Per diverse circostanze storiche che le risparmio, l’Unzione era stata man mano relegata al termine della vita come “estremo conforto religioso”, l’Estrema Unzione appunto, e, al di là delle intenzioni della Chiesa, diventava un vero e proprio annuncio di morte. Era quindi naturale che gente anche praticante ne avesse paura e la ritardasse a quando il malato a volte… era già morto.

Io non m’intendo molto di queste cose, ma probabilmente anche qui è questione di informazione…

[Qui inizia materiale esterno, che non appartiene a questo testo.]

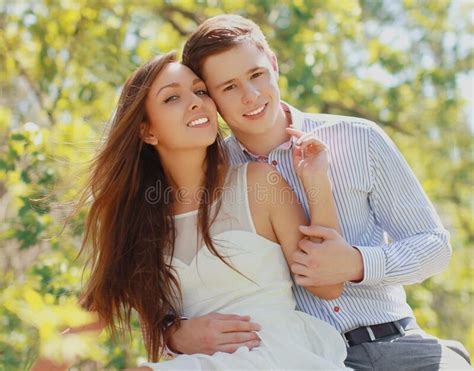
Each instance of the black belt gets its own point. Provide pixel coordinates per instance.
(372, 333)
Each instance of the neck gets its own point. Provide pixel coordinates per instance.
(263, 144)
(185, 171)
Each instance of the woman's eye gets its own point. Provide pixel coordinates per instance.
(229, 87)
(171, 98)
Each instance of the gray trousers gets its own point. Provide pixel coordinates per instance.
(416, 350)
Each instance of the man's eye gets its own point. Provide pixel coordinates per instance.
(171, 98)
(229, 87)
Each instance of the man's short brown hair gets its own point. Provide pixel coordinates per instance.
(219, 34)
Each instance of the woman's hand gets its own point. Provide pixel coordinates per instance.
(310, 155)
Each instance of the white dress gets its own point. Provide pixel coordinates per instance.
(290, 340)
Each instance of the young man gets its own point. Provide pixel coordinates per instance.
(376, 194)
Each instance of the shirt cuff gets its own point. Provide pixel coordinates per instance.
(374, 265)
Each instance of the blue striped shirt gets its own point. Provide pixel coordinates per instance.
(383, 211)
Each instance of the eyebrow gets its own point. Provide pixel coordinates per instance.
(232, 80)
(176, 85)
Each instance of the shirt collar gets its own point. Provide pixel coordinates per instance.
(296, 120)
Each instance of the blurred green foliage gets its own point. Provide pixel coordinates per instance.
(402, 64)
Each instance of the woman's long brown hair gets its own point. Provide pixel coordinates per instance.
(129, 235)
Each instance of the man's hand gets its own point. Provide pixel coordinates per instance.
(328, 262)
(310, 155)
(214, 333)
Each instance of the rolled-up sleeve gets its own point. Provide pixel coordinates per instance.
(418, 244)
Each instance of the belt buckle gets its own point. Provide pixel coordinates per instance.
(399, 327)
(371, 333)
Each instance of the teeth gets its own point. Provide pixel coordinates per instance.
(256, 112)
(198, 122)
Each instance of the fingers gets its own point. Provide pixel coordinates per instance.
(239, 326)
(318, 231)
(229, 317)
(238, 338)
(299, 269)
(300, 257)
(303, 281)
(231, 348)
(295, 132)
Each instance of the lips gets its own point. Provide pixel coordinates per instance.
(198, 122)
(256, 111)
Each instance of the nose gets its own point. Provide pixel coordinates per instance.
(196, 103)
(250, 93)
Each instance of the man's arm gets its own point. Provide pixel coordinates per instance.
(420, 245)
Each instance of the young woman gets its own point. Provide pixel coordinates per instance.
(175, 231)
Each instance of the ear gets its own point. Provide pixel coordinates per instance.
(274, 62)
(146, 135)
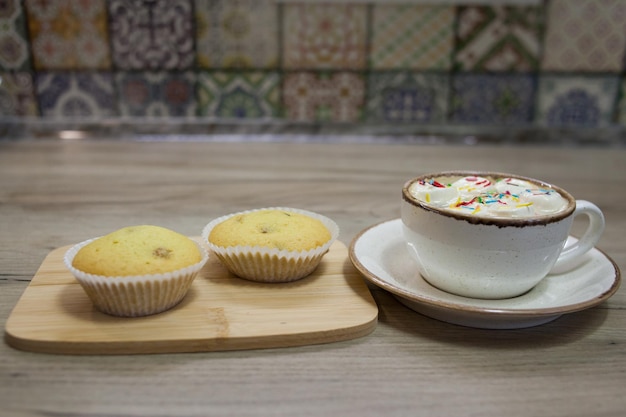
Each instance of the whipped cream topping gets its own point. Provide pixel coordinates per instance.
(503, 197)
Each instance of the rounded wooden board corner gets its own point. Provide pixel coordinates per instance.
(220, 312)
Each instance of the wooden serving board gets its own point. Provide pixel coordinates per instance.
(220, 312)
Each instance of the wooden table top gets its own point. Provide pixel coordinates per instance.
(55, 193)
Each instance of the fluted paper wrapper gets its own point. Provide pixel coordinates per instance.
(270, 265)
(138, 295)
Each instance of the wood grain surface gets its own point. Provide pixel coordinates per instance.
(220, 312)
(54, 193)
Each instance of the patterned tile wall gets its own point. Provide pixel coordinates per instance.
(551, 63)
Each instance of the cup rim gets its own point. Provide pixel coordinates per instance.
(491, 221)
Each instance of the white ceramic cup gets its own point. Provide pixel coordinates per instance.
(493, 258)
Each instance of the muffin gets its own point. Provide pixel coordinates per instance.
(137, 270)
(275, 244)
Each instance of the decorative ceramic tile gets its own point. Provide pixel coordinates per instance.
(500, 38)
(412, 37)
(324, 36)
(585, 35)
(337, 97)
(576, 100)
(239, 95)
(407, 97)
(17, 96)
(161, 94)
(68, 34)
(13, 44)
(493, 99)
(237, 33)
(148, 34)
(76, 94)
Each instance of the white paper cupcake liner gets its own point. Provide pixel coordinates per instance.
(260, 264)
(138, 295)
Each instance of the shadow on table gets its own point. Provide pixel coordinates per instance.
(565, 329)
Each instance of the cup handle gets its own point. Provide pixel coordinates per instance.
(571, 254)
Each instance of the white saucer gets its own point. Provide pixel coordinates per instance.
(379, 253)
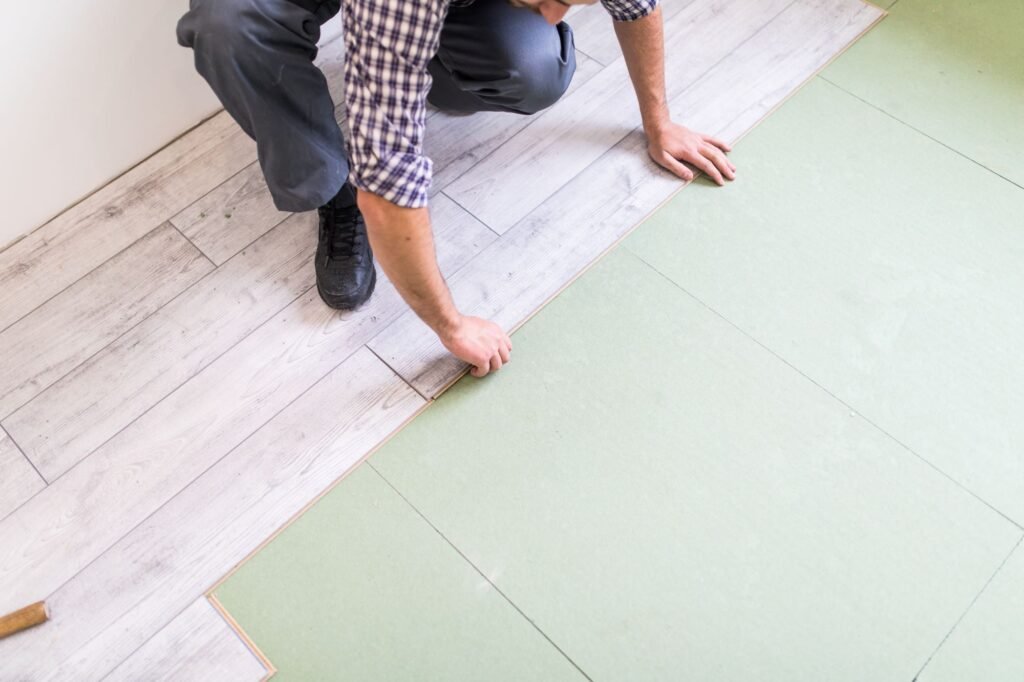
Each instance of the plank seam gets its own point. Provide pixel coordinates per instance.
(970, 606)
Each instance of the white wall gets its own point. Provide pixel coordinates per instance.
(89, 88)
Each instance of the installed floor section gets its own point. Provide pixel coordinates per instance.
(172, 390)
(773, 434)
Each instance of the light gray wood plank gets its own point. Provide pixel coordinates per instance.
(94, 401)
(759, 84)
(107, 610)
(71, 245)
(534, 260)
(84, 409)
(79, 516)
(235, 214)
(594, 31)
(572, 134)
(457, 142)
(18, 480)
(68, 329)
(199, 644)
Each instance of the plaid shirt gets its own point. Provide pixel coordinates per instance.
(388, 44)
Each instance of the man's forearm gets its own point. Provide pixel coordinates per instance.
(642, 42)
(403, 244)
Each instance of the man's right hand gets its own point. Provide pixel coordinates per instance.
(479, 342)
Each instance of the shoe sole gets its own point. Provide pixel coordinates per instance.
(341, 303)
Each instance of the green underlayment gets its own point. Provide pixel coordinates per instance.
(696, 466)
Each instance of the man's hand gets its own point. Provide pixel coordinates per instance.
(403, 244)
(673, 143)
(479, 342)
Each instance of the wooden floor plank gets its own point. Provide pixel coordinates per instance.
(107, 610)
(77, 414)
(530, 262)
(100, 397)
(82, 238)
(199, 644)
(18, 480)
(747, 78)
(572, 134)
(237, 213)
(57, 336)
(80, 515)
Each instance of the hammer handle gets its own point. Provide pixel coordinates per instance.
(24, 619)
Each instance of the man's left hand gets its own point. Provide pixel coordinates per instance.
(673, 143)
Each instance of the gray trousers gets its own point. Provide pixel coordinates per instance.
(258, 57)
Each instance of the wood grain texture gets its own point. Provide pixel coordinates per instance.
(768, 68)
(77, 414)
(54, 535)
(18, 480)
(538, 257)
(198, 644)
(71, 245)
(107, 610)
(235, 214)
(572, 134)
(456, 142)
(60, 334)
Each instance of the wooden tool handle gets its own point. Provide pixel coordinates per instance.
(24, 619)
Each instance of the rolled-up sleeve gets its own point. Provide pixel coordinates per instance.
(388, 44)
(629, 10)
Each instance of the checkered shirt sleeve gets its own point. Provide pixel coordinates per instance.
(629, 10)
(388, 44)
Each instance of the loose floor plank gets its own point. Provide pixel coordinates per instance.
(82, 238)
(199, 644)
(539, 256)
(18, 480)
(83, 513)
(54, 338)
(108, 609)
(572, 134)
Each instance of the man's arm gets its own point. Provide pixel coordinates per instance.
(642, 41)
(388, 44)
(403, 243)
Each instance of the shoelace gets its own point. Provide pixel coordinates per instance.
(339, 230)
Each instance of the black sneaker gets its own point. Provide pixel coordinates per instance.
(345, 274)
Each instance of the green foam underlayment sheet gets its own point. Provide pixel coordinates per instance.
(771, 436)
(988, 643)
(663, 497)
(952, 69)
(883, 265)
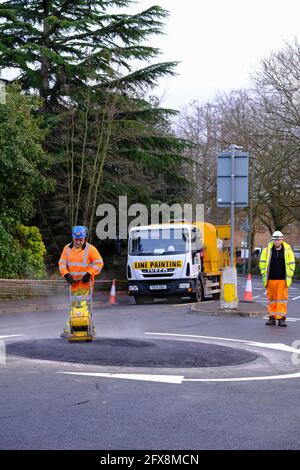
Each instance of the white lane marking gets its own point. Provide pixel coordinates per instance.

Dica piuttosto di catechesi. Gesù diceva: “Curate i malati e dite loro: È vicino a voi il regno di Dio”. Occorre dire al malato che il Signore si fa vicino anche a lui per aiutarlo a vivere quello che sta vivendo come Dio vuole, “in piedi”, con la certezza che per chi ama Dio tutto, anche il tempo della malattia, concorre alla realizzazione personale. Il sacramento, normalmente, non si può improvvisare: dovrebbe essere una tappa forte di un cammino di fede, che dovrebbe partire da lontano.

Peccato che anche voi preti siate sempre meno numerosi e che quindi veniate molto meno a trovare i malati.

Ma questa carità dell’accompagnamento spirituale può esser fatta anche dai laici: amici e famigliari, e, a volte, se si eccettua la confessione, può essere anche più incisiva di quella dei preti.

Me lo lasci dire: quando l’annuncio di fede e le proposte di spiritualità riguardanti la malattia in una comunità e in una famiglia sono una costante, al momento giusto non possono non dare il loro frutto: il desiderio dei sacramenti della fede per incontrare il Signore che consola e dà la sua forza.

Perciò questo sacramento che. per le ragioni che ha detto, ha sempre fatto un po’ paura, potrebbe essere addirittura desiderato!….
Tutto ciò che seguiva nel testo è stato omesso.